SUMMARY OF THE INVENTION

[0005] Methods, compositions, and kits are provided related to patients who may or may not have signs or who have been diagnosed with colorectal cancer.

[0006] A number of methods of provided including but not limited to methods for evaluating a patient, for evaluating a colorectal cancer patient, for measuring a biological sample from a patient or from a colorectal cancer patient, for treating a colorectal cancer patient, for prognosing a patient with colorectal cancer and/or evaluating treatment for the patient, for evaluating a stage II or stage III colorectal cancer patient, for measuring expression of one or more biomarkers, for diagnosing colorectal cancer in a patient, for determining the stage of colorectal cancer in a patient, for evaluating the chances of survival of a colorectal cancer patient, for evaluating a risk score of a colorectal cancer patient, for detecting or quantifying one or more biomarkers from a patient, for assaying for one or more biomarkers from a patient, for evaluating likelihood of recurrence in a cancer patient, and for employing a classifier to provide information about a colorectal cancer patient.

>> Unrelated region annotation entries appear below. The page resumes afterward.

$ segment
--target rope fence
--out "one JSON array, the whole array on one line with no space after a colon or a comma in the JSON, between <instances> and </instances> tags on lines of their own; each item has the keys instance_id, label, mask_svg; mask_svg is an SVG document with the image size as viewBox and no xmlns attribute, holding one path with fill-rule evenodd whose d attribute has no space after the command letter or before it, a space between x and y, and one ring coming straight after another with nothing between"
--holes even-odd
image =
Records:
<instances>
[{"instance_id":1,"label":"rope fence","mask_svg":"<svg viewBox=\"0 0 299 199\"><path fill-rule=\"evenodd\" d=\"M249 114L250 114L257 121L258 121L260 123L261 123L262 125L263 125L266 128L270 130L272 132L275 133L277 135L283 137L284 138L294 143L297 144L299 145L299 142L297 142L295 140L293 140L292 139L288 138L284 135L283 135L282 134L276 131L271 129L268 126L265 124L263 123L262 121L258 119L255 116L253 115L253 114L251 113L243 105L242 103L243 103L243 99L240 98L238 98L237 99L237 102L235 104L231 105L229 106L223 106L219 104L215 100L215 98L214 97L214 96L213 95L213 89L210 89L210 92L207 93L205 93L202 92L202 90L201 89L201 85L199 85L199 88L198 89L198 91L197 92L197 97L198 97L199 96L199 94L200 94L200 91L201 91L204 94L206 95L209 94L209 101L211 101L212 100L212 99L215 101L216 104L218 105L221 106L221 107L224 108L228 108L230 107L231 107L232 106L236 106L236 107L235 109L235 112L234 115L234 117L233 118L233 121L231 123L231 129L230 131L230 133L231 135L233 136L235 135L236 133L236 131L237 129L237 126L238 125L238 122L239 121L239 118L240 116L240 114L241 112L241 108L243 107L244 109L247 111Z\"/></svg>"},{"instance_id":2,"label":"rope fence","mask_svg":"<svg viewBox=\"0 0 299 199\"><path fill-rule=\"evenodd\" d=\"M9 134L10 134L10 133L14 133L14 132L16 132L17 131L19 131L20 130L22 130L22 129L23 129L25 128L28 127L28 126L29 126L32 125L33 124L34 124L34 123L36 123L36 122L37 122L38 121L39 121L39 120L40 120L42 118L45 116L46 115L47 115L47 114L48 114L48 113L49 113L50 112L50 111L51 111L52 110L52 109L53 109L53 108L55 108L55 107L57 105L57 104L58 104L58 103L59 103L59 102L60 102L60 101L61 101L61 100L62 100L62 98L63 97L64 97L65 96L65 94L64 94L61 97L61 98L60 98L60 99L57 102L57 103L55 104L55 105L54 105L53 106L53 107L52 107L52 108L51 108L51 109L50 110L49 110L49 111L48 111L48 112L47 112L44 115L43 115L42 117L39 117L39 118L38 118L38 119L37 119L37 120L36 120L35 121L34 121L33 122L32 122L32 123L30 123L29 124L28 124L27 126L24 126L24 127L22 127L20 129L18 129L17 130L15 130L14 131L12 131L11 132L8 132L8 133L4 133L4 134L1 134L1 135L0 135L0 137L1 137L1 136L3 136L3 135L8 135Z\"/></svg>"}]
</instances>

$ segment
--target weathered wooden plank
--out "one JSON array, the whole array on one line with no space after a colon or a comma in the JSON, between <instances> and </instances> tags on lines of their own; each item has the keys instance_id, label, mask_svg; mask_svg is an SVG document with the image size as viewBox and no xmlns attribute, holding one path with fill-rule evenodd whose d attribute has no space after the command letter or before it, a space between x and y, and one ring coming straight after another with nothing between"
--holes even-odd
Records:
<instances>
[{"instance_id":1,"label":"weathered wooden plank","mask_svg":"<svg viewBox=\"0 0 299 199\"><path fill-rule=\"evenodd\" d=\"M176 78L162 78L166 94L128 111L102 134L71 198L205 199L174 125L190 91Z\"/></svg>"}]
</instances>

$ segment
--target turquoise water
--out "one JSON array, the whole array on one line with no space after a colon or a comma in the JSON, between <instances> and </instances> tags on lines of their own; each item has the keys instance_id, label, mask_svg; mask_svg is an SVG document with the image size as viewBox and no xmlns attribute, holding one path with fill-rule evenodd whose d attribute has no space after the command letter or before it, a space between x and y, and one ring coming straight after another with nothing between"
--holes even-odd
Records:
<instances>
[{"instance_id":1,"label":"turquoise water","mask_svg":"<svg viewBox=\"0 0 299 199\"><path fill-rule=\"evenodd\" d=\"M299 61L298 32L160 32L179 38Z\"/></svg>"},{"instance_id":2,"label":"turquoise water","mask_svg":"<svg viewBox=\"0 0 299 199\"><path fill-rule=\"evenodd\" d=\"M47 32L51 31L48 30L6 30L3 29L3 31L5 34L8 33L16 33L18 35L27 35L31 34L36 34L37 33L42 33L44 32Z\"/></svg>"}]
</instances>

[0007] Steps for methods include but not limited to the following: measuring the level of expression of one or more biomarkers; measuring a level of expression in a biological sample from the patient of one or more of the listed biomarkers: KLF7, PDLIM4, MECP2, RARB, TCF4, ZNF354C, TCEA2, SSBP2, EHF, CHAF1A, PURA, HDAC1, SSPB4, or EWSR; measuring a level of expression in a biological sample from the patient of one or more of the listed biomarkers: FN1, COL3A1, PRR16, POSTN, BCAT1, COL1A2, DKK3, or FSTL1; measuring a level of expression of miR-2lO, miR-425*, and/or miR-l4l; measuring, detecting, assaying, quantifying or determining the expression of 1, 2, 3, 4, 5, 6, 7, 8, 9, 10, 11, 12, 13, 14, 15, 16, 17, 18, 19, 20, 21, 22, 23, 24, or all 25 (or any range therein) of the following biomarkers: KLF7, PDLIM4, MECP2, RARB, TCF4, ZNF354C, TCEA2, SSBP2, EHF, CHAF1A, PURA, HDAC1, SSPB4, EWSR1, FN1, COL3A1, PRR16, POSTN, BCAT1, COL1A2, DKK3, FSTL1, miR-2lO, miR-425*, or miR-l4l; comparing expression level(s) to the level of expression of a control sample or a reference level of expression or to a threshold level of expression; identifying one or more biomarkers as differentially expressed compared to a particular cohort of patients, measuring a differential level of expression of one or more biomarkers as compared to a particular cohort of patients; identifying or diagnosing a patient as having a high risk of not suriviving (high-risk survivor), identifying or diagnosing a patient as having a low risk of not surviving (low-risk survivor); calculating a risk score for the patient based on the level of expression of one or more biomarkers; prognosing a patient based on levels of determined or measured expression levels; treating the patient for colorectal cancer; administering to the patient a fluoropyrimidine-based therapy, administering to the patient an oxaliplatin-based therapy, collecting a biological sample from the patient; processing the biological sample from the patient to measure expression of one or more biomarkers; preserving the biological sample from the patient; evaluating lymph nodes from the patient; evaluating tumor size in the patient; performing a hybridization assay on a biological sample; amplifying a nucleic acid in a biological sample; identifying the patient as likely to respond to a cancer therapy; and identifying the patient as unlikely to respond to a cancer therapy.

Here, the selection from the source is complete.